Ein Fehler des spanischen Keepers, der die Bayern
wieder zurück ins Spiel kommen ließ, brachte
die Stimmung zurück in den Gästeblock. Die
weite Anfahrt hatte sich für den bayrischen Anhang
gelohnt. Alle Tore in der Verlängerung fielen
vor dem Gästeblock. Zumindest bei den ersten
beiden Treffern hielt sich die Freude über diese
Tatsache wohl noch in Grenzen.
Der Anschlusstreffer in der 115. Minute durch Luca
Toni ließ den bayrischen Anhang nochmal hoffen.
In der letzten Minute bekamen die Münchener dann
einen Freistoß an der Mittellinie zugesprochen.

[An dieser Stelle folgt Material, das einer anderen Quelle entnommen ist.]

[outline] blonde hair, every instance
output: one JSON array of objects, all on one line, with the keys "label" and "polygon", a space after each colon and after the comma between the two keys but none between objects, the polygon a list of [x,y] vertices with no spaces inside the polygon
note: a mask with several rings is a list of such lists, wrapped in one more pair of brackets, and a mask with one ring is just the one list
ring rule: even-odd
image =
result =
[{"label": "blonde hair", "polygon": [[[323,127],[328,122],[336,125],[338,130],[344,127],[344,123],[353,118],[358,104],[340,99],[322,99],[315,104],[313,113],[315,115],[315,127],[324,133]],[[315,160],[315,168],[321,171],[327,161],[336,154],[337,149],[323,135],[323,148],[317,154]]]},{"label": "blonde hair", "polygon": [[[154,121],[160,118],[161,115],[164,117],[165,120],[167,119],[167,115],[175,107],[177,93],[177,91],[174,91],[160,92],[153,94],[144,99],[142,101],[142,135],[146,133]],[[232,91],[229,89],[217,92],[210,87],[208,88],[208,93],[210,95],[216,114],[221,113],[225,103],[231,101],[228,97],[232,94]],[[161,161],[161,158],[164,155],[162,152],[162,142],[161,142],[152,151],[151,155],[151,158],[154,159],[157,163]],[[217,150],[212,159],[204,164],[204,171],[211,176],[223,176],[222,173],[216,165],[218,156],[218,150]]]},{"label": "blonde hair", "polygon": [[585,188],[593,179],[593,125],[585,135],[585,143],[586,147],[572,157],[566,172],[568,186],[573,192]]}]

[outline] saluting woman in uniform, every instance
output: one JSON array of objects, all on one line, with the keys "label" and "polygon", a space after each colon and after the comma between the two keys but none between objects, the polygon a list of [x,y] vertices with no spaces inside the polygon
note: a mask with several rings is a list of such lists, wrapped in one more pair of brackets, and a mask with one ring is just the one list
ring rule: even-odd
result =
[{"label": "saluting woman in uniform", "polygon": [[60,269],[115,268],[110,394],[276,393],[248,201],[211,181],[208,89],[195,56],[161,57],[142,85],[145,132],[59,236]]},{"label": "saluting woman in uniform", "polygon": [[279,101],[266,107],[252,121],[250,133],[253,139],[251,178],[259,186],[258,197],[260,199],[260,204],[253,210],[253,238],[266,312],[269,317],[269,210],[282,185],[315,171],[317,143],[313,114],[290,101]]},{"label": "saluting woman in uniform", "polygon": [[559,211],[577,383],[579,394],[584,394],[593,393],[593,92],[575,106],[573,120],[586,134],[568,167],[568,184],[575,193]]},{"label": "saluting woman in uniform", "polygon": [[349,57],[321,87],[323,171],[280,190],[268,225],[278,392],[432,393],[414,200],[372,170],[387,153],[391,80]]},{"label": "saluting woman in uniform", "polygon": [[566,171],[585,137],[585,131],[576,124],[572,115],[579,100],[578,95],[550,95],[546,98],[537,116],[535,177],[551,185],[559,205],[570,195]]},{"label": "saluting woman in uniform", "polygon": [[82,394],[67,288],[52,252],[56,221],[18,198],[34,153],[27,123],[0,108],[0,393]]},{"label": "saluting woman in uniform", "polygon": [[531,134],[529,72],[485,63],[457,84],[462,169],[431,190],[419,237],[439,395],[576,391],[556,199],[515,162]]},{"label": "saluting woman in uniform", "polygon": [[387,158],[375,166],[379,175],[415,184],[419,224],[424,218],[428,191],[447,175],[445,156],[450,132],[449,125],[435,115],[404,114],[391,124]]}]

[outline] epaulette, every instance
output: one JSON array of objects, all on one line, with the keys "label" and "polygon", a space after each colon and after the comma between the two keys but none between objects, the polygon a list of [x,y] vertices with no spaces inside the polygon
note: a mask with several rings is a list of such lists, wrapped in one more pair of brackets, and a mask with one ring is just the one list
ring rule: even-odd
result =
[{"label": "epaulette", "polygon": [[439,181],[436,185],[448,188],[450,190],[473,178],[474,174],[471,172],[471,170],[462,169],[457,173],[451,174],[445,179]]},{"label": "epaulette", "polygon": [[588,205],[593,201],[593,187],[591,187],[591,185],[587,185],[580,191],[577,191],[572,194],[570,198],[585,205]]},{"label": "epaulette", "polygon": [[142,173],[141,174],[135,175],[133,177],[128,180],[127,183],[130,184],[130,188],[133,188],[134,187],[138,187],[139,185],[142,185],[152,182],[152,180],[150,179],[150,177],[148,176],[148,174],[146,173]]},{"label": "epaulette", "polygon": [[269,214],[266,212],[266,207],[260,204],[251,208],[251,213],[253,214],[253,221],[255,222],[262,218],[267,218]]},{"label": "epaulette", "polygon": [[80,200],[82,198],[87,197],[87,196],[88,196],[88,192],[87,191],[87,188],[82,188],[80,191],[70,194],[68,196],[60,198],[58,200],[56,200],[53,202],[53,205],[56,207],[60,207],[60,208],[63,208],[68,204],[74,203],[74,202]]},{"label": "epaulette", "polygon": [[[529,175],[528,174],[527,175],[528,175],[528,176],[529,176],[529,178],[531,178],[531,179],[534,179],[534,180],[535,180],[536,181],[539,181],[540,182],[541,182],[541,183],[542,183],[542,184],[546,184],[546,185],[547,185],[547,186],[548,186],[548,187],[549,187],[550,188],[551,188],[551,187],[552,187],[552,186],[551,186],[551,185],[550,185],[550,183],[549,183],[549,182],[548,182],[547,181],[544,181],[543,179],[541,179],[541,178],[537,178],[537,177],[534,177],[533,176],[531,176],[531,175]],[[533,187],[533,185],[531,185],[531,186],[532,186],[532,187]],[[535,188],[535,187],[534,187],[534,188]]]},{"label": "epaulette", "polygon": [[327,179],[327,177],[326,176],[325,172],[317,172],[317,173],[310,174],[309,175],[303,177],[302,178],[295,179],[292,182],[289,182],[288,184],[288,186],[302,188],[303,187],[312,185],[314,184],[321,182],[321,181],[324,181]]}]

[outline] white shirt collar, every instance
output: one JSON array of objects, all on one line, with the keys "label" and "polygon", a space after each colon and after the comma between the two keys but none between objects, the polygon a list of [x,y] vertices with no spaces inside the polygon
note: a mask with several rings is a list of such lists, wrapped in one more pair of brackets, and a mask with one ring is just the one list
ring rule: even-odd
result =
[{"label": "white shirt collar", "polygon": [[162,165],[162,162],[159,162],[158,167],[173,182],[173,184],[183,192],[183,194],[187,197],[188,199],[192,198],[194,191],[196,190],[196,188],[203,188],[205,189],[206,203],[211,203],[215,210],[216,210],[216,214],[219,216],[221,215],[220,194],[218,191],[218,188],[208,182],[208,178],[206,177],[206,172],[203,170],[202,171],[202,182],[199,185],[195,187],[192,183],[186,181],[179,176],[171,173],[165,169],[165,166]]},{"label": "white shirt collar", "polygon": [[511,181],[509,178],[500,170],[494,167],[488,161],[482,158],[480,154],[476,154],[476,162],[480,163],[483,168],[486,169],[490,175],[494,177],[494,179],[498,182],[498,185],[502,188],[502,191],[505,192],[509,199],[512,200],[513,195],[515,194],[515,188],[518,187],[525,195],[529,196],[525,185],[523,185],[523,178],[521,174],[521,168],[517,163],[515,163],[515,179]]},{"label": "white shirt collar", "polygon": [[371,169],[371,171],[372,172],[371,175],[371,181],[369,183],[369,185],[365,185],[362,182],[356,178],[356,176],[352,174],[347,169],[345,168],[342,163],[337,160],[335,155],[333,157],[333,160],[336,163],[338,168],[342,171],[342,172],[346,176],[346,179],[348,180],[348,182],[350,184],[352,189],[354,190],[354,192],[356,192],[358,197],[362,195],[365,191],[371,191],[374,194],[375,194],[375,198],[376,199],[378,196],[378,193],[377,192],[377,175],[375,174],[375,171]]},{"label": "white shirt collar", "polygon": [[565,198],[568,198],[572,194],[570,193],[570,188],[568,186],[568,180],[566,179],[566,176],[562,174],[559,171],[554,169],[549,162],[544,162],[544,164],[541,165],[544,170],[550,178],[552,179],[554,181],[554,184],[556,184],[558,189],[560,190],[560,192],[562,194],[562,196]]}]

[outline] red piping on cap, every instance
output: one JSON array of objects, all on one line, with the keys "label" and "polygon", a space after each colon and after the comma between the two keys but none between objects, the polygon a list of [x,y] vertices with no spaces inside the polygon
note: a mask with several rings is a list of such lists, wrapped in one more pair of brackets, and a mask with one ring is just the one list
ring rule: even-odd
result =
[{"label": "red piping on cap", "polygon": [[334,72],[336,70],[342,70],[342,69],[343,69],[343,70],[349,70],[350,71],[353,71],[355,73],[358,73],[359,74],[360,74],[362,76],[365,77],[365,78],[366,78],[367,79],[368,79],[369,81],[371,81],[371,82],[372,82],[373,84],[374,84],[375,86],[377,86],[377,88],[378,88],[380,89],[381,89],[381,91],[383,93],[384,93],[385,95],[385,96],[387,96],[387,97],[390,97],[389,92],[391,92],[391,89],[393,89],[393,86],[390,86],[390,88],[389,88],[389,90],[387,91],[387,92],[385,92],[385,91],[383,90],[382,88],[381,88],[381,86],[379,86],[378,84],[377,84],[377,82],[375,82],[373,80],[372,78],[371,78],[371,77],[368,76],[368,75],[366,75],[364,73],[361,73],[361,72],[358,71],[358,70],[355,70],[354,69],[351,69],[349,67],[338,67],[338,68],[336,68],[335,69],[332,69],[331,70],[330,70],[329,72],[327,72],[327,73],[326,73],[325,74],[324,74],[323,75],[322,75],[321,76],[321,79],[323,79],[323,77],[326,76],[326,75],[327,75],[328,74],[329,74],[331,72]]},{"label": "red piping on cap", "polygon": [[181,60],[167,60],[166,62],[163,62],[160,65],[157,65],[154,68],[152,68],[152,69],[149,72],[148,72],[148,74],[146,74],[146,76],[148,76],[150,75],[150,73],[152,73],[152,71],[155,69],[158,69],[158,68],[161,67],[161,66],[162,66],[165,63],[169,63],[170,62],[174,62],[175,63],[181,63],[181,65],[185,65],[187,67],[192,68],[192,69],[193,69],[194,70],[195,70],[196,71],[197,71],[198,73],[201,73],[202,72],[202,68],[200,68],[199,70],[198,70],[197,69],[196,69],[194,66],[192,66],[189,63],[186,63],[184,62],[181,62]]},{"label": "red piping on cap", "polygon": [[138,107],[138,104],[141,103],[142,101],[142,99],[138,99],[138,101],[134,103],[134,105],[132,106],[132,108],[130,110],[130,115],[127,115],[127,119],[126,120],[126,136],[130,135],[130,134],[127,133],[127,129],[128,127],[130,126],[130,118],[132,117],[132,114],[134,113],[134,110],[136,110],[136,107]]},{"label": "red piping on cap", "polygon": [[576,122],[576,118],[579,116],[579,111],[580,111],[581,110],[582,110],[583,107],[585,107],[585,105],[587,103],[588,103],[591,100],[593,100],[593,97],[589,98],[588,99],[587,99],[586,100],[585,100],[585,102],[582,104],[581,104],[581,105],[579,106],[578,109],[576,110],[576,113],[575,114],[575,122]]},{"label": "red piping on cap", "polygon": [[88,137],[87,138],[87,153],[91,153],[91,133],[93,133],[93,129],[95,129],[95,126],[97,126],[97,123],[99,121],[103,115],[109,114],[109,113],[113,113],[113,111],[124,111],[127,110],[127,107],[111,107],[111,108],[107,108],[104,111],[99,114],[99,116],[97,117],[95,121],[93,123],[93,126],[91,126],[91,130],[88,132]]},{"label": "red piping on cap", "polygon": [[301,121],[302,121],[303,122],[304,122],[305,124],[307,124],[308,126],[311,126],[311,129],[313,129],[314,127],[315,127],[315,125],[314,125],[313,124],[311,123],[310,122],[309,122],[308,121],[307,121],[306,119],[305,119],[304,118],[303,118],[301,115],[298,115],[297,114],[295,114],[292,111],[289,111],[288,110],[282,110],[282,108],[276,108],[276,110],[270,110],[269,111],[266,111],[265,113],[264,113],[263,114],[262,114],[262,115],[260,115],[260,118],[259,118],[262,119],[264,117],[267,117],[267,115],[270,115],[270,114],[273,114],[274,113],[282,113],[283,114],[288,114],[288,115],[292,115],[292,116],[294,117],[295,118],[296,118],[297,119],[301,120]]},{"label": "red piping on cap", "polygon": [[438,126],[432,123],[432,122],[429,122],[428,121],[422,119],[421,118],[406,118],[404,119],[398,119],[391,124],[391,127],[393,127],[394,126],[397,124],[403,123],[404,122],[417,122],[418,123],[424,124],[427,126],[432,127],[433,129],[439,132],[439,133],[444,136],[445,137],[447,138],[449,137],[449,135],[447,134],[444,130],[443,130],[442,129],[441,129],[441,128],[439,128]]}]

Den "Titan" Oliver Kahn hielt nichts mehr
in seinem Tor. Er sprintete an den gegnerischen Strafraum,
gewann einen Luftzweikampf und der Ball kam zum bis
dahin glücklosen Sosa, der butterweich auf Toni
flankte, welcher sich gegen zwei Abwehrspieler durchsetzte
und den Ball per Kopfballaufsetzer in die Maschen
beförderte. Dieser Ausgleich durch den Italiener
setzte bei Kahn unglaubliche Emotionen frei. Bei einer
Niederlage hätte Kahns lange internationale Karriere
ein unrühmliches Ende im Uefa-Cup genommen, doch
die sehr späten Toren in der Verlängerung
bedeuteten das Erreichen des Halbfinales. Der Bayernkapitän
brach van Bommel beim Jubeln fast die Nase, und manch
ein Fernsehzuschauer dürfte auch das ein oder
andere Tränchen beim sonst so harten Olli Kahn
entdeckt haben.
So heftig die Gefühlswelt Achterbahn gefahren
ist, so erstaunlich war die Reaktion der Bayern. Anstatt
mit dem eigenen Anhang zu feiern, applaudierten die
Spieler kurz und verschwanden in der Kabine oder versuchten
die Spieler aus Getafe aufzurichten. Das Stadion leerte
sich zügig. Nur der Gästeblock blieb eine
halbe Stunde voll. Nicht etwa weil der Jubel nicht
abebben wollte, sondern aufgrund der Sperrung des
Blockes. Auch diese Maßnahme erschien merkwürdig,
da die Fans aus Getafe mehr als friedlich waren. Sie
kamen nach dem Spiel zu uns, gratulierten zum Sieg
haben und wollten Schals tauschen.
Der Sieg, das sahen auch die eigenen Fans so, war
dem Bayern-Dusel zuzuschreiben. Getafe hat ein super
Spiel gemacht und toll gekämpft. Über fast
die gesamte Spieldauer (inkl. Verlängerung) spielten
sie zu zehnt, also mit einem Mann weniger. Der Abend
ist schließlich in einer Eckkneipe am Stadion
bei Bier und gemeinsam singenden Fans ausgeklungen.